Oysters at Bentley's Oyster Bar and Grill

“Bentley’s is really about turbot and sole on the bone. It’s about native lobsters,” Corrigan tells me. “It’s about the absolute prime of the islands and the coast around Britain and Ireland. It’s about the very best of wild fish. I mean look at the oyster bar,” he says, gesturing to the capacious space in the centre of the dining room, where staff shuck oysters with care and precision in an almost machine-like manner. “I don’t think there’s anywhere else like it. Chefs don’t touch oysters here. We do not allow a fucking chef to smell an oyster. Oyster barmen, that’s all they do – open and serve. It would be one in a million for a bad oyster to be served at Bentley’s, that’s the effort we put in. And because of that effort, I feel very much we are carrying on the great tradition of the Bentley’s family.”

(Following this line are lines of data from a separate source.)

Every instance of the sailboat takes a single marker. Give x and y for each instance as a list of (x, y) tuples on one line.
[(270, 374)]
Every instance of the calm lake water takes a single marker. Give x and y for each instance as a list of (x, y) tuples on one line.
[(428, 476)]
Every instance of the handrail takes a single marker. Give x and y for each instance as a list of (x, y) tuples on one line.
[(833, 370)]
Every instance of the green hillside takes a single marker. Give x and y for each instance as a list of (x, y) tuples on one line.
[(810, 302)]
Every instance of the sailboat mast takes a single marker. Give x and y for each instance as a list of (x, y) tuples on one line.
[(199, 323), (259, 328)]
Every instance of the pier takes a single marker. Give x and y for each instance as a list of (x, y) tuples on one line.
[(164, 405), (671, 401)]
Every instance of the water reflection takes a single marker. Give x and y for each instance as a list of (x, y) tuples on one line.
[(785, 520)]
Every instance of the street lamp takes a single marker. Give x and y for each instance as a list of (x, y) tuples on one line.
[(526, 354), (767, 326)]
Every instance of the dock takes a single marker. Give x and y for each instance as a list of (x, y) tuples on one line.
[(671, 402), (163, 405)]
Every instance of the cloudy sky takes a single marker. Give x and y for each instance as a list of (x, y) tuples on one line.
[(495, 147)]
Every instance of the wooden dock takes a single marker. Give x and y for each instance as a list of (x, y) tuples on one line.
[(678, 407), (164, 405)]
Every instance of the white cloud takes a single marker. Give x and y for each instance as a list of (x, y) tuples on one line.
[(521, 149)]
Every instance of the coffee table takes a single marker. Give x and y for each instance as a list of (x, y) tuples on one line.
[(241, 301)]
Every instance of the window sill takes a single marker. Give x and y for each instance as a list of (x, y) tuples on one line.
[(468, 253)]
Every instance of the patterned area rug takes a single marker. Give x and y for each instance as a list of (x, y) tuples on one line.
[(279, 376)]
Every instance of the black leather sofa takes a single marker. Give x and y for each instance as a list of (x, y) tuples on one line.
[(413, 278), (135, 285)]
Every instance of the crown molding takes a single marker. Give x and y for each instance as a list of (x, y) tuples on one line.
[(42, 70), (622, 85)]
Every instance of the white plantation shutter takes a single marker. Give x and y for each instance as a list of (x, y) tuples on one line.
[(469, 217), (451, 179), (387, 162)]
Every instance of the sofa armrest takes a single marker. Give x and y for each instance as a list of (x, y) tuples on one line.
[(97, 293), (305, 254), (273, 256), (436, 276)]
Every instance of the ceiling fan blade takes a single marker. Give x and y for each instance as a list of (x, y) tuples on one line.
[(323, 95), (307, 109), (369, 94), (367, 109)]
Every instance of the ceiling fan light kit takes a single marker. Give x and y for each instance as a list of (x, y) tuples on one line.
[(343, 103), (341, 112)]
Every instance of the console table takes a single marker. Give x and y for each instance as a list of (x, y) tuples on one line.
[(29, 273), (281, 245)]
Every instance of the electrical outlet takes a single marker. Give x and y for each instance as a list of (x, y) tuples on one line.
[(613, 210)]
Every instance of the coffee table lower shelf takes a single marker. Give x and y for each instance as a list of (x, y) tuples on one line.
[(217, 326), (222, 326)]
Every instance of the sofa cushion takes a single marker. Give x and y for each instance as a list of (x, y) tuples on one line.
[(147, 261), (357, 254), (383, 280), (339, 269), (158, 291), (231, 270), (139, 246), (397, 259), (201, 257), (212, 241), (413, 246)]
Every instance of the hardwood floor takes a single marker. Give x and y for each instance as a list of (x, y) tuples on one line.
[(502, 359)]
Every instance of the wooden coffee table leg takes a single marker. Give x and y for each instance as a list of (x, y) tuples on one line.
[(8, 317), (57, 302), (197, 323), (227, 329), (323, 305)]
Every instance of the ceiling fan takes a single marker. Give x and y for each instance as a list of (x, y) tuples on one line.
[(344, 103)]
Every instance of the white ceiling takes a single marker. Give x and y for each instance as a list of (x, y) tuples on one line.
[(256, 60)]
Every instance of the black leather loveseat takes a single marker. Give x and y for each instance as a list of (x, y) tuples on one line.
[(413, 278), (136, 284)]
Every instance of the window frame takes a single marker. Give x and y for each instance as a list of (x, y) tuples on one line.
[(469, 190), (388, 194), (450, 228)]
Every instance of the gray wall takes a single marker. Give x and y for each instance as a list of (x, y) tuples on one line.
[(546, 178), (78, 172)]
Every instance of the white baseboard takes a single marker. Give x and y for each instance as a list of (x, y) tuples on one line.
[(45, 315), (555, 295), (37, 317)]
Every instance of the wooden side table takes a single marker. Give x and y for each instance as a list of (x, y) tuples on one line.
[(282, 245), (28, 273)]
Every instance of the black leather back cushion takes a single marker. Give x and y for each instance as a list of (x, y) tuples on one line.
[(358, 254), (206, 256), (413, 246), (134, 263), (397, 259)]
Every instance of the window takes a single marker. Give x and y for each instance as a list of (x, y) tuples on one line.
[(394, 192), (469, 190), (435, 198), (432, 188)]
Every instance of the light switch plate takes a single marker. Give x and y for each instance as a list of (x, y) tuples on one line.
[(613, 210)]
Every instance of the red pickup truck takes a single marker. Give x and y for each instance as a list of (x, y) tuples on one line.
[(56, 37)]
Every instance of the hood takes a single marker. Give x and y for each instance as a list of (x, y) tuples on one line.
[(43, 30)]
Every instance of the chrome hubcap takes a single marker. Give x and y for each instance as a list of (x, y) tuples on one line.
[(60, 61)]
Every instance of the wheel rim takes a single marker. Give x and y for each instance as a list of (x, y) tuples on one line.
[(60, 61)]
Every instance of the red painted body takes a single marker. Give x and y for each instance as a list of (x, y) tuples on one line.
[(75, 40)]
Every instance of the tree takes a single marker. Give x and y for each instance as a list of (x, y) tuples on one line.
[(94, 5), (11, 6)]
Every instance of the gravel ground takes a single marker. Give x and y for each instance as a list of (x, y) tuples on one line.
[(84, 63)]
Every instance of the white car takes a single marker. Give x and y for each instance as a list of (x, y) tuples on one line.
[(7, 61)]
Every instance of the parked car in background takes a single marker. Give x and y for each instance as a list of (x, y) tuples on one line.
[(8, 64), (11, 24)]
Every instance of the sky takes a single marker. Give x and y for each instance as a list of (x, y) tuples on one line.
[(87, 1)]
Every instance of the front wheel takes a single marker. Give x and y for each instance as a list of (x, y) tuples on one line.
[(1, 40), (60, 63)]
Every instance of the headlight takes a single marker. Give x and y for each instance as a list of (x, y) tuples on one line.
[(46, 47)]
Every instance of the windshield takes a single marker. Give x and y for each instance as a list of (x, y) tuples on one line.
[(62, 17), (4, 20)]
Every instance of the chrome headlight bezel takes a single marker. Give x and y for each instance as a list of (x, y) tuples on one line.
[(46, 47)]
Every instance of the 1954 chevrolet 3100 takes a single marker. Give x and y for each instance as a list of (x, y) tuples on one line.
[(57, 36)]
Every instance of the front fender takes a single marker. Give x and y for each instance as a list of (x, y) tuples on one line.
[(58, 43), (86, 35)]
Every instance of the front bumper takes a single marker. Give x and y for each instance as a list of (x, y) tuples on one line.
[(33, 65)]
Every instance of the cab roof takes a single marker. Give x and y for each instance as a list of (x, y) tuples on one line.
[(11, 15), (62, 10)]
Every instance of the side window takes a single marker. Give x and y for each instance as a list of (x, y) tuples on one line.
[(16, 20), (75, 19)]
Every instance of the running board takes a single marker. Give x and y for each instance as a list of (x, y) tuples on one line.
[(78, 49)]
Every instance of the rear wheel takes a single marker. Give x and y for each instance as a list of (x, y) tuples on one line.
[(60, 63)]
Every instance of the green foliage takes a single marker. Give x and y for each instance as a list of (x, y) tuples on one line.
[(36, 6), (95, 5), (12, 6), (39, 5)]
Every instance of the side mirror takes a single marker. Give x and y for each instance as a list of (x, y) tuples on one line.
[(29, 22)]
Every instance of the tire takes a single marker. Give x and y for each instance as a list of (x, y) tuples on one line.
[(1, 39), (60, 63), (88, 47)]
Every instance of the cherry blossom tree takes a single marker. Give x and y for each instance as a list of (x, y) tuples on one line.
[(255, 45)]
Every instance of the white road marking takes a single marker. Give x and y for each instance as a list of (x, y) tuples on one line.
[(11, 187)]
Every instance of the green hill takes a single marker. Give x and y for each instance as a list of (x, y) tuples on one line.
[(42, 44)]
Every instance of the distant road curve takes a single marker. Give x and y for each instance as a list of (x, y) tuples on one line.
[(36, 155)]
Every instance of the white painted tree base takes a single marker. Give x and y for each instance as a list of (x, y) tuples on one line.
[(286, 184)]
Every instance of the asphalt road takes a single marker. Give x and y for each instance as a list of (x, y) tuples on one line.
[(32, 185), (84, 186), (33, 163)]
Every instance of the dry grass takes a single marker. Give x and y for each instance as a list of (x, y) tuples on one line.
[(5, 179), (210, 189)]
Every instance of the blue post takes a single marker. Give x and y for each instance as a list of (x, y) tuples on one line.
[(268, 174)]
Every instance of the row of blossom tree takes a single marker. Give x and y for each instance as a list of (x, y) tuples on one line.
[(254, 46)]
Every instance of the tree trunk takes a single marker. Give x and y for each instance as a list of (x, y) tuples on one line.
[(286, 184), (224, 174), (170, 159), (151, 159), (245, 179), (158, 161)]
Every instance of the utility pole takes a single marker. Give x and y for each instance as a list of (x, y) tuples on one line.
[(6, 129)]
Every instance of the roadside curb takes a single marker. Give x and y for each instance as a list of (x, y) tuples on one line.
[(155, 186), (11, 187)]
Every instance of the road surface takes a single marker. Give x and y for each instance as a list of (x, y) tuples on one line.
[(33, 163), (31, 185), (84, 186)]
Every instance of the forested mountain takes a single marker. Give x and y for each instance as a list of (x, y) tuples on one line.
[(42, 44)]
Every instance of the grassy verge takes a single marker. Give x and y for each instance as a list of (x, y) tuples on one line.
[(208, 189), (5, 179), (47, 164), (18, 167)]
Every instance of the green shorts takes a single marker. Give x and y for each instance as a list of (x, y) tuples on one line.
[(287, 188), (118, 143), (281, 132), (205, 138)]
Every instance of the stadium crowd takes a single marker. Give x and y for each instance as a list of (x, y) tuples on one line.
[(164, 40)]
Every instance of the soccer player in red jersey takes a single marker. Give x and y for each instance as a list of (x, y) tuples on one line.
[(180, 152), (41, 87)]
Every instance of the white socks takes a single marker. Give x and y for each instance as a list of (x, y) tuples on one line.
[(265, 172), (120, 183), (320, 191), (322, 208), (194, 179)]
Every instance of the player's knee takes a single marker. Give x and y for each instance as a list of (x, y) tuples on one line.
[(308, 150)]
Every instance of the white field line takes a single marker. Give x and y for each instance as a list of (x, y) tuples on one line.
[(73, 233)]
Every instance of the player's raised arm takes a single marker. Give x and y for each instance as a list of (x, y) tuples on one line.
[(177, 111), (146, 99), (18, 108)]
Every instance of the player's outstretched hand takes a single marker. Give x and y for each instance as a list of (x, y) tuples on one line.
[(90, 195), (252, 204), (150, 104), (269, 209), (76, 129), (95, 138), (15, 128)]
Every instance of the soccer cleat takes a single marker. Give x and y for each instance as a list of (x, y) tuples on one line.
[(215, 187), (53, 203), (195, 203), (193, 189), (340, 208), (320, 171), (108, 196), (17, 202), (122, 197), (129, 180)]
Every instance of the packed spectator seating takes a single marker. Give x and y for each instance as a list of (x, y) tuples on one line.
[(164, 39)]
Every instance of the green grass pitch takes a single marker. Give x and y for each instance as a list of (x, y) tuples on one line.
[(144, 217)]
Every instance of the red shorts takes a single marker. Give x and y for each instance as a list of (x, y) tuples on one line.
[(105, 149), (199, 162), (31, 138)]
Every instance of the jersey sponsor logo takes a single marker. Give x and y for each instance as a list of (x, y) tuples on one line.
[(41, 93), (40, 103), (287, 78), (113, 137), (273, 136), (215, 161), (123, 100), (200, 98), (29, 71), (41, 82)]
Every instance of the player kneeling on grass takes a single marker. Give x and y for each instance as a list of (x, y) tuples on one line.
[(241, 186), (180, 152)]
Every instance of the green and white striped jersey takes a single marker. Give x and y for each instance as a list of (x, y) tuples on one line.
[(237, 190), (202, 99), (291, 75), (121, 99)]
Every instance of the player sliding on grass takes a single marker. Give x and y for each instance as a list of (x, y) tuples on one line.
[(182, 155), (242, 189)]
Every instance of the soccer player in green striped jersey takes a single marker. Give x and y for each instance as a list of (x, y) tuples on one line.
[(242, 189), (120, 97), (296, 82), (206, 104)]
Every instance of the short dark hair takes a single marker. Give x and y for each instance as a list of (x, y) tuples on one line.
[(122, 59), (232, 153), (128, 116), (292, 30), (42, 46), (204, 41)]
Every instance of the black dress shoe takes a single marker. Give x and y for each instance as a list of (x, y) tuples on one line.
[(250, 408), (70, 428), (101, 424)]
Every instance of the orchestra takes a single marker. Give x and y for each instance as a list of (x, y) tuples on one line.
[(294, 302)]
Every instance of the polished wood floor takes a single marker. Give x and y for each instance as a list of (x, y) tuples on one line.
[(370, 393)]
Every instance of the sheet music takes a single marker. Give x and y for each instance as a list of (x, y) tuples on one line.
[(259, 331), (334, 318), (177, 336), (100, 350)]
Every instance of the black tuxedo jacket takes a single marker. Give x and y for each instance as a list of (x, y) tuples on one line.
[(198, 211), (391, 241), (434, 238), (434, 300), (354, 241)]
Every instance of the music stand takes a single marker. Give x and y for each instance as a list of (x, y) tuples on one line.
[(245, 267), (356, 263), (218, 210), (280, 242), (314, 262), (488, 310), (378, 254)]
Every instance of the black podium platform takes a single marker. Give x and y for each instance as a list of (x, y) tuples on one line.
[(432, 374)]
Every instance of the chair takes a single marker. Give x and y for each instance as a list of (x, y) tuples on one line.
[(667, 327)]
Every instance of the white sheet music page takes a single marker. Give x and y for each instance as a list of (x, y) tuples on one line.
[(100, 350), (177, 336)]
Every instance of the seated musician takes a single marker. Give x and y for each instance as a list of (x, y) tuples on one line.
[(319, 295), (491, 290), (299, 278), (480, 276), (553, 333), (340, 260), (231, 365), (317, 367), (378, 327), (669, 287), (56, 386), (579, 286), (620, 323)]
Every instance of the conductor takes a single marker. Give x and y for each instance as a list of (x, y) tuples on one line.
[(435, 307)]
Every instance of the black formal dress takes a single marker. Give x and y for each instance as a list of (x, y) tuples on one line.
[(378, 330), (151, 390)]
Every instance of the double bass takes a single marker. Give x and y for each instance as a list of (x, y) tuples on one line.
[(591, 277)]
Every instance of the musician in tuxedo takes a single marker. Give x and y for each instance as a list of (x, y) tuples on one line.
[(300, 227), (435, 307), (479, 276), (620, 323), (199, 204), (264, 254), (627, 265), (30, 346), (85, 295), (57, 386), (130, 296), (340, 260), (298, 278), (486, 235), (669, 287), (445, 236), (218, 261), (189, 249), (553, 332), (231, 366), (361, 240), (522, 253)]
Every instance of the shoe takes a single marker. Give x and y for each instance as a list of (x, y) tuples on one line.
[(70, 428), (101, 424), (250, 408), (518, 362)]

But, primarily, Bentley’s is about dining at a place “full of laughter, gaiety, excess alcohol intake, fun and hospitality,” as Corrigan so aptly puts it. “I mean it's where I want to come and eat my last meal, that's what Bentley's means to me,” he continues. “The Bentley family has been back in here, and they hadn't been here in over 30 years. They come back here now and they say they are proud to be associated with Bentley's again.”